What happens to ageing / older designers? What is their path if not for an inevitable pivot to management / product management?
"Nobody knows you are a dog on the internet" Ditto being aged ~ https://en.wikipedia.org/wiki/On_the_Internet,_nobody_knows_...
Most of the technologies I play with - HTML5, webGL, Three.js etc - did not exist ten years ago. So it's a level playing field.
There's more open source stuff on GitHub that needs help and mentoring than you can shake a keyboard, er, stick at.
My digital afterlife is destined to be a thought-leader for generations to come. Fingers crossed.
As I started to understand that I am a designer, I came to realize that my own life is open to being designed. Day in and day out.
It turns out that that my design of my own life is one of my better efforts. ;-)
I mean an older designer should have a rolladex full of people who they worked below, beside, and above over the course of their career to break out when they are looking for something interesting to do.
A career is an ecosystem that grows or atrophies based on the careers that surround it. The most important connection to the rest of the ecosystem is will-they-go-out-of-their-way-to-work-with-you-again.
That's true whether a potential move is up or sideways.
Good luck.
Software development changes all the time, developers constantly have to upskill. Trends drive demand and NIH runs strong in the industry. There is nothing we're doing today that couldn't be done with Java for example.
Design on the other hand is interfacing with humans. Humans are meat sacks who hardly evolve or change, in fact, you might argue, they regress. For this reason, ageing as a designer is really not as challenging as being a developer. Sure, there is the newest shiny CSS frameworks, and people abandon Photoshop for Sketch then Figma. Etc. But overall, it's extremely stable. Trends, skeuomorphism, flat, neo-flat... whatever the industry do, the adaptation isn't too bad. If anything, since we moved away from skeuomorphism, we lost a whole lot of true pixel wizards.
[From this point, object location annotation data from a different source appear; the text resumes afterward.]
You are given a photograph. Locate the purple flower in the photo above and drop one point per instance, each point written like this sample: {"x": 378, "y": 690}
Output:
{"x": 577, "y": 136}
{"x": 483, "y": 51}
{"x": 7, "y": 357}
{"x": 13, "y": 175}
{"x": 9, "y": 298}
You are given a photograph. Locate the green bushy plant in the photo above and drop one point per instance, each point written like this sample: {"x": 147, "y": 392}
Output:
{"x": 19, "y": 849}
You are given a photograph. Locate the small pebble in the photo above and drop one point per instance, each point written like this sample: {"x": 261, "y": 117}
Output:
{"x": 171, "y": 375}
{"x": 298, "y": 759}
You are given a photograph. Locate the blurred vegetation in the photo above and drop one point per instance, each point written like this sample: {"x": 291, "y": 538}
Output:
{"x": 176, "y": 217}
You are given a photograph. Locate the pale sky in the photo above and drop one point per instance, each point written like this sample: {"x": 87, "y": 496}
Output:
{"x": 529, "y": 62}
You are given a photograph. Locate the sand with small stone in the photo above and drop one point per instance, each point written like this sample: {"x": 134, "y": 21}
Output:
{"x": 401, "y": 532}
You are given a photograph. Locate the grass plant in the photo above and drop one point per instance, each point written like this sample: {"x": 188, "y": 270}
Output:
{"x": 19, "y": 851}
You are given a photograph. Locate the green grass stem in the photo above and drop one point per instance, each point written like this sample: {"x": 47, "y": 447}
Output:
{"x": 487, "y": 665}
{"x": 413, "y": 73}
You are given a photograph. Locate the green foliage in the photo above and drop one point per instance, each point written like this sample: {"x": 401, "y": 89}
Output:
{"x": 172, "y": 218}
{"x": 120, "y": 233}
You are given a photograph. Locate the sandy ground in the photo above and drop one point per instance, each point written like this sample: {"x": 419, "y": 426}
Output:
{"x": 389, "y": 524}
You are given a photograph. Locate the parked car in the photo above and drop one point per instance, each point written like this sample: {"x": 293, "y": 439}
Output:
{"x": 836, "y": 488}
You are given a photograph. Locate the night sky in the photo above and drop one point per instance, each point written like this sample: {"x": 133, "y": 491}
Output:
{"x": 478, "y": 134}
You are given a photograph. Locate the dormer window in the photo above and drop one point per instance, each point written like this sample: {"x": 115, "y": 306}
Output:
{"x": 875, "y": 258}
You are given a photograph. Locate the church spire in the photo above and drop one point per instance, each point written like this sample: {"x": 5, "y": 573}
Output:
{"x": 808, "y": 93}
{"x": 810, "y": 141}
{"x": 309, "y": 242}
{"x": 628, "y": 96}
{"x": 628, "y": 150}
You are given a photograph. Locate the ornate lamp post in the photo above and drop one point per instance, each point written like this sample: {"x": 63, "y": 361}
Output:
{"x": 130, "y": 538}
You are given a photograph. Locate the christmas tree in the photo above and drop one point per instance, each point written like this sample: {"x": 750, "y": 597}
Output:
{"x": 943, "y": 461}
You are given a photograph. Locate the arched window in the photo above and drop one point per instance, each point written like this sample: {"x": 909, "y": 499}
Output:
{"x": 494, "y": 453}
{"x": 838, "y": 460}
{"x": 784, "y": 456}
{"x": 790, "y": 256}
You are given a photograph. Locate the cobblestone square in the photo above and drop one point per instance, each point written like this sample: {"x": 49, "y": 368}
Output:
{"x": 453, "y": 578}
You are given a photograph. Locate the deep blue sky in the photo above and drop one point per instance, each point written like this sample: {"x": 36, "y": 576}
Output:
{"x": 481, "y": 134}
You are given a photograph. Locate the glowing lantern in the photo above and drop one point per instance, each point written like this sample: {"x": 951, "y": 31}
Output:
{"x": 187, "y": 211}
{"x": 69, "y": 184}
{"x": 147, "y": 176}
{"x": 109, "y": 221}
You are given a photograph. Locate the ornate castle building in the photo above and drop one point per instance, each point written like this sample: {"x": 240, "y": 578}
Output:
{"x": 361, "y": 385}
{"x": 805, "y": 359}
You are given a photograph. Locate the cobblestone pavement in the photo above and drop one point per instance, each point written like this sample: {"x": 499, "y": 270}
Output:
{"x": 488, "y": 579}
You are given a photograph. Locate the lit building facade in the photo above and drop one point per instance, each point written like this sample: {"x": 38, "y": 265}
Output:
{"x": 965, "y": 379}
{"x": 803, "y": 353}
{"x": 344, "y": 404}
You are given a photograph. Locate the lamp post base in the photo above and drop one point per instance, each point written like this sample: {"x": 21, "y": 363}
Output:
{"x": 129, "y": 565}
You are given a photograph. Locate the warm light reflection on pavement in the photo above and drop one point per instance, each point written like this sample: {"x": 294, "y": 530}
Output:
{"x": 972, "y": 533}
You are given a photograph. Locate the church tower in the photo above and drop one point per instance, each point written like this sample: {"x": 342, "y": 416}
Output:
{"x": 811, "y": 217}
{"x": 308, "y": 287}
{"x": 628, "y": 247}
Anyone can design flat buttons, but the stuff that interface designers were doing in the early 2000s is a lost art. But I digress, overall, humans don't change, so design is a safe industry to age in. Source: I'm both.
I imagine we will see more of that. People like me who have been around a while or longer are getting older, and not all of us want to pivot to management. Can't even imagine doing it!
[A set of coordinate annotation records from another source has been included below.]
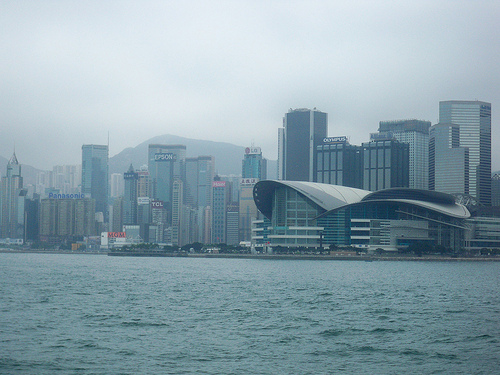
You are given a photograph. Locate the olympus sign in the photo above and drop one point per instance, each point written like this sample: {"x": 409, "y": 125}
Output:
{"x": 165, "y": 156}
{"x": 342, "y": 139}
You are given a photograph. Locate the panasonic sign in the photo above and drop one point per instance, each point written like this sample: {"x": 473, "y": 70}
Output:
{"x": 165, "y": 156}
{"x": 342, "y": 139}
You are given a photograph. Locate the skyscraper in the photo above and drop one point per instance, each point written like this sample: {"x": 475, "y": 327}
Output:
{"x": 199, "y": 176}
{"x": 339, "y": 163}
{"x": 254, "y": 169}
{"x": 385, "y": 164}
{"x": 12, "y": 201}
{"x": 220, "y": 201}
{"x": 95, "y": 180}
{"x": 474, "y": 121}
{"x": 448, "y": 162}
{"x": 253, "y": 164}
{"x": 416, "y": 134}
{"x": 166, "y": 164}
{"x": 131, "y": 179}
{"x": 303, "y": 130}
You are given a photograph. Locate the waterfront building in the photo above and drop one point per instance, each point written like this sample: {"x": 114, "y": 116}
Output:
{"x": 303, "y": 130}
{"x": 95, "y": 181}
{"x": 385, "y": 164}
{"x": 67, "y": 219}
{"x": 483, "y": 234}
{"x": 116, "y": 214}
{"x": 312, "y": 215}
{"x": 177, "y": 212}
{"x": 117, "y": 185}
{"x": 474, "y": 121}
{"x": 12, "y": 197}
{"x": 159, "y": 219}
{"x": 131, "y": 180}
{"x": 166, "y": 163}
{"x": 221, "y": 191}
{"x": 339, "y": 163}
{"x": 416, "y": 134}
{"x": 254, "y": 169}
{"x": 144, "y": 182}
{"x": 448, "y": 162}
{"x": 200, "y": 173}
{"x": 495, "y": 190}
{"x": 253, "y": 164}
{"x": 32, "y": 215}
{"x": 232, "y": 224}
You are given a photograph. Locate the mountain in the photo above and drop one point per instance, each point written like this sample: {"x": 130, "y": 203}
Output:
{"x": 227, "y": 156}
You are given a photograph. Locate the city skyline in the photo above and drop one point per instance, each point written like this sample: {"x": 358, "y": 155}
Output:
{"x": 74, "y": 73}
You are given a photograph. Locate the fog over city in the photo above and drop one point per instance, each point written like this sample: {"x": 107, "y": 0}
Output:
{"x": 72, "y": 71}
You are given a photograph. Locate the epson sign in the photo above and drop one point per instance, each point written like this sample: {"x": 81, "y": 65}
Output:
{"x": 342, "y": 139}
{"x": 165, "y": 156}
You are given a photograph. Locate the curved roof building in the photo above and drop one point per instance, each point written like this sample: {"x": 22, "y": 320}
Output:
{"x": 308, "y": 214}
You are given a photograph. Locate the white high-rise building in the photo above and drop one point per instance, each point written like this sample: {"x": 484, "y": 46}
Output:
{"x": 474, "y": 121}
{"x": 416, "y": 134}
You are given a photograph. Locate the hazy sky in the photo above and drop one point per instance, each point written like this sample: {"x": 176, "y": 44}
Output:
{"x": 72, "y": 71}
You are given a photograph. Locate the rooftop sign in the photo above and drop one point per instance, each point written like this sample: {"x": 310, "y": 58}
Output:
{"x": 66, "y": 196}
{"x": 165, "y": 156}
{"x": 342, "y": 139}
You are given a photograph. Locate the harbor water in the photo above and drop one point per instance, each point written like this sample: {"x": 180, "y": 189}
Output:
{"x": 94, "y": 314}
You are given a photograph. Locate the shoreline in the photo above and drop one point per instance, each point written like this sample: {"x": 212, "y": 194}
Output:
{"x": 364, "y": 258}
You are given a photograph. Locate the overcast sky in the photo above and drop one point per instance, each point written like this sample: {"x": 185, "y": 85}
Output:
{"x": 72, "y": 71}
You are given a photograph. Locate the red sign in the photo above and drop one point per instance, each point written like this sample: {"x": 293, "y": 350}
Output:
{"x": 117, "y": 235}
{"x": 219, "y": 184}
{"x": 157, "y": 204}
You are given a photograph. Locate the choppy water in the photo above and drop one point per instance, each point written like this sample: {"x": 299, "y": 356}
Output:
{"x": 83, "y": 314}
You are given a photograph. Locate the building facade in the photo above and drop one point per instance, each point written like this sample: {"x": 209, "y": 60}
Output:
{"x": 385, "y": 164}
{"x": 131, "y": 179}
{"x": 95, "y": 180}
{"x": 474, "y": 121}
{"x": 339, "y": 163}
{"x": 448, "y": 162}
{"x": 12, "y": 199}
{"x": 416, "y": 134}
{"x": 313, "y": 215}
{"x": 303, "y": 130}
{"x": 166, "y": 163}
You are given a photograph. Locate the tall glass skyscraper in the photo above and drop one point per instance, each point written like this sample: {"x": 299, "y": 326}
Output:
{"x": 416, "y": 134}
{"x": 253, "y": 164}
{"x": 166, "y": 164}
{"x": 474, "y": 121}
{"x": 12, "y": 201}
{"x": 303, "y": 130}
{"x": 448, "y": 162}
{"x": 95, "y": 179}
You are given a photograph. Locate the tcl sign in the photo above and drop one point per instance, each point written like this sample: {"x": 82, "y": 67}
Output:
{"x": 219, "y": 184}
{"x": 117, "y": 235}
{"x": 252, "y": 150}
{"x": 156, "y": 204}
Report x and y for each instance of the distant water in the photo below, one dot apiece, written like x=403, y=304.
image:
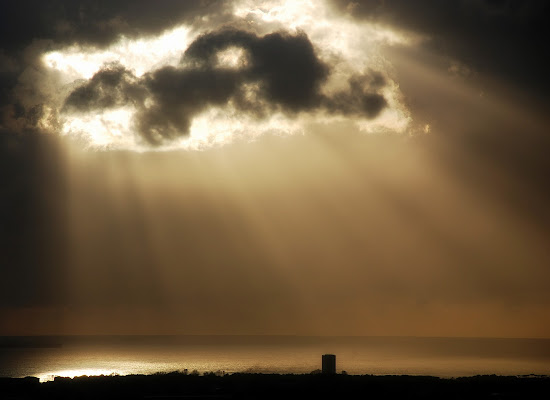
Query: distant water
x=46, y=357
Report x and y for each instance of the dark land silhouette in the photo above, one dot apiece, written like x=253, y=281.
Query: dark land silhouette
x=273, y=386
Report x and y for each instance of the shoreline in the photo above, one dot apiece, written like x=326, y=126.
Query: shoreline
x=270, y=386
I've been in this industry for ~10 years, and am getting pretty burnt out on it. Lately though things have been better. If you stick around in the field and find an answer to this question...reach out and let me know? :) Best of luck!
They are brought to the farm. The slow country life lets them recover from the burnout/stress.
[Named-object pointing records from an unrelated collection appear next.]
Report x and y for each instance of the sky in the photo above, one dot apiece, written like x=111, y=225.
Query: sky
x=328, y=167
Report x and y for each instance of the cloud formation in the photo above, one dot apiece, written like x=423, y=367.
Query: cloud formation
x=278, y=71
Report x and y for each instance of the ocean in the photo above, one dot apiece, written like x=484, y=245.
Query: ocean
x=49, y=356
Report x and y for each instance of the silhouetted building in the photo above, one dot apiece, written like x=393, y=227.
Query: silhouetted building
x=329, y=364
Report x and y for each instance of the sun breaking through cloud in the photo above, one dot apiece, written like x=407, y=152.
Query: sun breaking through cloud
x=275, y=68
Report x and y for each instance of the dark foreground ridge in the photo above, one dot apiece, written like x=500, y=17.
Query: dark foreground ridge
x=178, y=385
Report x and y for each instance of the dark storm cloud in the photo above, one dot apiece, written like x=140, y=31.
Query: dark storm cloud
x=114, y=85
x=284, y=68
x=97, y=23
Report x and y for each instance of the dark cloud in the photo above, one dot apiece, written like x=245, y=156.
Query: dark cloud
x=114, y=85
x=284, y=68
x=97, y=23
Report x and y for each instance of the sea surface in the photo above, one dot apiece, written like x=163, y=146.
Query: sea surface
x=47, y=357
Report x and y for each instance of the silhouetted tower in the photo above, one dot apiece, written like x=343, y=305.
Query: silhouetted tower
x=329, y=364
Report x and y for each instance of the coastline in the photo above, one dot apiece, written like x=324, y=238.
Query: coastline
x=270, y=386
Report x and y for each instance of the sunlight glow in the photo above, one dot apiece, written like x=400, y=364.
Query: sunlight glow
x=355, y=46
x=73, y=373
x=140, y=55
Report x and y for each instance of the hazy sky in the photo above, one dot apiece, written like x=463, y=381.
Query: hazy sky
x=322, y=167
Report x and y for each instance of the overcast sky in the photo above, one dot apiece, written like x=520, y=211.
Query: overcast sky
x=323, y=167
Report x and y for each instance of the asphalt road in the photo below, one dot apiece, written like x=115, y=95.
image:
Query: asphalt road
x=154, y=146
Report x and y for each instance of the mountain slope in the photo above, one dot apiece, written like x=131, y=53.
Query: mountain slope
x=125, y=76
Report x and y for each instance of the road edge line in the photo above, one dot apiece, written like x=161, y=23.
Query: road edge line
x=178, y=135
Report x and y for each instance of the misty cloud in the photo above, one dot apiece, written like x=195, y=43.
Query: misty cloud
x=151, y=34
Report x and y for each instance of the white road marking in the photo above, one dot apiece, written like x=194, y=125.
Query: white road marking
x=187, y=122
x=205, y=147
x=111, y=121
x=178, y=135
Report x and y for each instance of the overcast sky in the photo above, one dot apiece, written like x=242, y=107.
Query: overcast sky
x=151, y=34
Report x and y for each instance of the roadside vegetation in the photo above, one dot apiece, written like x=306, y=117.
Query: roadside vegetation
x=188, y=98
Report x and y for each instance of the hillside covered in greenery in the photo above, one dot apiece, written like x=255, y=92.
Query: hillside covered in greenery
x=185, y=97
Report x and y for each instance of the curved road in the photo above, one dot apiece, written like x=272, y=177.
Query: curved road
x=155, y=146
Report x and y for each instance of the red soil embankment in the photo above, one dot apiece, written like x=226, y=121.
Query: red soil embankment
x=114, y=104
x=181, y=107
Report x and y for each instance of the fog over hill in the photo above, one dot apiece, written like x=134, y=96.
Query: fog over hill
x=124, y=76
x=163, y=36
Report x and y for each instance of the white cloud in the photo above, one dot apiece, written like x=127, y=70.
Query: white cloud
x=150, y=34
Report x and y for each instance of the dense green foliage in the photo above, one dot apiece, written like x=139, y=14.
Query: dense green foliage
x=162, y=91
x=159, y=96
In all seriousness, discrimination isn't universal. If someone doesn't hire you because of your skin colour or age, someone else will. Their loss, not your loss.
There's being physically young, and then there's having a 'Beginner's Mind', which is something that one can have at any age – or never grasp at all.
They will be rounded up and killed as part of the "not economically viable" class when Dalle-10 comes out.
Unfortunately the same will happen to us when Copilot 15 hits the market.